3 Ways to Get the Most Out of Your Innovators

You interview, hire, show them to their desks, and then what, hope for the best?  Hiring an inspired and innovative staff is one of the biggest challenges you as a manager will ever take on, but getting innovative results from your staff takes more than just hiring the best candidate.

So what can be done once you bring your new hires on board?

I had the chance to listen in on a presentation from Dr. Delony Langer-Anderson of 3M while at the Frost & Sullivan 8th Annual Innovation in New Product Development and Marketing in New Orleans, an event in which Wellspring Worldwide was a proud sponsor.  Dr. Langer-Anderson addressed the challenge of bringing out the best in your staff – something she says is sorely ignored and even mismanaged by leaders who may think they’re doing the right thing.

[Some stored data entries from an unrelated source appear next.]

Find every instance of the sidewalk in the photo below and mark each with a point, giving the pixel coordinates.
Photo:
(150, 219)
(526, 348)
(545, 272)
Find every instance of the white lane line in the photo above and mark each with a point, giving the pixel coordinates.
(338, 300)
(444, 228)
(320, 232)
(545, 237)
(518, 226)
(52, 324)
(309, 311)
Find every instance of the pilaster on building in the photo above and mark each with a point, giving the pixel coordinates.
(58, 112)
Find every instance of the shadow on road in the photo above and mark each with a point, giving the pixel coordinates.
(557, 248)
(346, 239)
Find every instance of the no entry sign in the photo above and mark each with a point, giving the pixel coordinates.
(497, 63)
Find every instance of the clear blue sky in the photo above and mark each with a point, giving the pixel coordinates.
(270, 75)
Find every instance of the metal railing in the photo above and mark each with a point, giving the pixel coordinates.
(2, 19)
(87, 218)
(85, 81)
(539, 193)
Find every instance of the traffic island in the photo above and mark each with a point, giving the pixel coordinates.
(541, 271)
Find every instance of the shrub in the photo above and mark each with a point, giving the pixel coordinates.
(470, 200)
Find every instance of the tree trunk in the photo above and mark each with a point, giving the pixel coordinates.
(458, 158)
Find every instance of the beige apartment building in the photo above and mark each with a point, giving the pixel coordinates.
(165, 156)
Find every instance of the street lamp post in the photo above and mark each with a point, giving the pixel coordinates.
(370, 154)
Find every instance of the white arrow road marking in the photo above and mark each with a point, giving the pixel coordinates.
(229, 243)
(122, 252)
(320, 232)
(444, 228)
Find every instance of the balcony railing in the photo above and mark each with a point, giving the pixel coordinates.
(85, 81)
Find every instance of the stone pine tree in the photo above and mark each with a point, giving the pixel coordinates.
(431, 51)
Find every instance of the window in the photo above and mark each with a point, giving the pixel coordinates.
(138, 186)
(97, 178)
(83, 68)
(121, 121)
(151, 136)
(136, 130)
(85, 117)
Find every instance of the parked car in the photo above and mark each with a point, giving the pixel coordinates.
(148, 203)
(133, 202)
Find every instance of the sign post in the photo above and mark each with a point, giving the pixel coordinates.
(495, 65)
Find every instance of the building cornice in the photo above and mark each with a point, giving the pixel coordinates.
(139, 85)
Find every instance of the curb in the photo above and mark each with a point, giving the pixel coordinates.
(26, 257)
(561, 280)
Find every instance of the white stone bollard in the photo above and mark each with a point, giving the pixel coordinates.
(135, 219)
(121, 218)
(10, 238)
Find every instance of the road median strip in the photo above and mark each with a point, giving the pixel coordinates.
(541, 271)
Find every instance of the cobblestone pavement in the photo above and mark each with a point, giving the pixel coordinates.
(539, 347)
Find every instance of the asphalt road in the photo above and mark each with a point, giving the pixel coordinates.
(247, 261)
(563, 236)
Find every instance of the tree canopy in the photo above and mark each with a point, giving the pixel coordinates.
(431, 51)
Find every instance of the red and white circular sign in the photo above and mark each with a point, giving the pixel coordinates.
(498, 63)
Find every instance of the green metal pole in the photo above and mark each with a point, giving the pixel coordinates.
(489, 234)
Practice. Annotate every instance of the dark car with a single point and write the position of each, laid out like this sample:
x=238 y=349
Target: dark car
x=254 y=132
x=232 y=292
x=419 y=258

Dr. Langer-Anderson used a term I loved, something she called, “The Fuzzy Front End.”  She explained that at the first level of innovation, the true ideation stage, is the “fuzzy end” of the problem.  It’s something “hairy and scary,” and thus innovation managers want people who are curious by nature in this role.  These are the types of people will try to comprehend and make sense of the abstract chaos, turning it into order.

Hiring in innovation roles, in my opinion, is really only about two-thirds of the solution.  You make sure you have the best innovation-driven people in place.

It seems from what I have encountered and heard from those who work in these roles is that many innovation managers stop here.  They think, “Hey, I hired a creative mind.  Let’s see what they end up with.”

It’s true that few like working for a micro-manager, especially the creative minds who may be a bit unconventional when addressing innovation.  But Dr. Langer-Anderson pointed out that the best innovation managers are ones who guide and support on a big picture level.

This innovation management support can be developed in three ways:

  1. Help communicate progress.  Too often the R&D teams are so segregated from others within the organization, it’s your responsibility to make sure the work that’s being done is being effectively communicated to other departments.  This will ease minds when it comes to progress on projects and selling those innovations to the business division of your organization.
  2. Ask the right questions.  All it takes is a spark.  Sometimes the right question can push an innovation forward, or address a concern that perhaps the R&D team didn’t see during that ideation station.
  3. Be a voice for innovation.  You may not be a part of the R&D team, but your positive reinforcement can get even more out of them.  Ask encouraging questions, don’t drill them for updates.  In the words of Dr. Langer-Anderson, your job is to see what kind of value your team is bringing you.

One of the quotes she shared that jumped out at me was this:

“Creativity is the greatest rebellion in existence.” –Osho

Creative minds are the ones who break barriers and develop breakthrough innovations.  So as a leader to these creative minds, to gain true innovation, you need to develop a light, but guiding hand that can help your staff become innovative rebels.